CAMH denies all excuses

You could be doing more harm than good when using a dismissive or tough love approach to show a friend you care.

That’s the idea behind the latest campaign for Toronto’s Centre for Addiction and Mental Health’s (CAMH) which attempts to familiarize Canadians with mental health issues and the part they play in helping people accept illness, with creative and media from the newly merged agency DentsuBos.

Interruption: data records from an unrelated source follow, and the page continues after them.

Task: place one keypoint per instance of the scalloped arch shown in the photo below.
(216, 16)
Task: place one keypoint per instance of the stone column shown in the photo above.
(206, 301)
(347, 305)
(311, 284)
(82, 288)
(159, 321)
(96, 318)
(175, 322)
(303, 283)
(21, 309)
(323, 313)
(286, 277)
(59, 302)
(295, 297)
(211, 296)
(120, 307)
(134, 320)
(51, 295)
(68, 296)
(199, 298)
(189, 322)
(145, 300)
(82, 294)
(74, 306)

The campaign began with a teaser transit promotion that lasted two weeks, says Gary Watson,CD, DentsuBos. And this week, the campaign officially rolled out with radio and cinema spots, online and print ads, wild postings and a domination of the Queen Street subway station, he adds.

The organization has invested in the Southeast Asian, Spanish and other diverse communities in the city, says Watson, and so it made sense to place creative (written in their mother-tongue) in local ethnic publications to reach out to those groups.

Other print executions were placed in the Globe and Mail, Toronto Star, Metro and 24 as long-copy ads, he says. This is where the organization is able to “really get into the meat and potatoes of where CAMH is positioned within the field of mental health and talk about their vision and program.”

Through provocative hits of  cliched and over-used phrases often said to make a person feel better – the creative sets out to show that the tired attempts of support could be the reason why  “two out of three people living with mental illness suffer in silence.”

“It’s a mentality where we try to appease people and try to make them feel better by coming up with this litany of excuses or phrases like ‘don’t worry’ and ‘it’ll pass,’” says Watson. “We wanted to turn those phrases on their head [and] show that you should be more attuned to people in your life.”

This is a bit of a turn for CAMH. With its previous “Transforming Lives” campaign, the organization used the faces and stories of people who have visited the centre to create awareness. But this time, it purposely isn’t talking about what the organization has done for others, says Watson.

“We didn’t want to put a face to it, because it’s everyone,” he explains. “We tried to make it a personal campaign by intentionally not using visuals, because we wanted people to hear their own voice and see themselves in the phrases that are being shown.”

The issue of mental health has had a fair amount of voice over the past few months, with Bell Media’s “Let’s Talk” and Partners for Mental Health “Not Myself Today” campaign attempting to bring light to the discrimination and the lack of conversation that exists around the subject. And Watson feels that CAMH is in a position to provide a solution with a centre that helps people work  through their illness.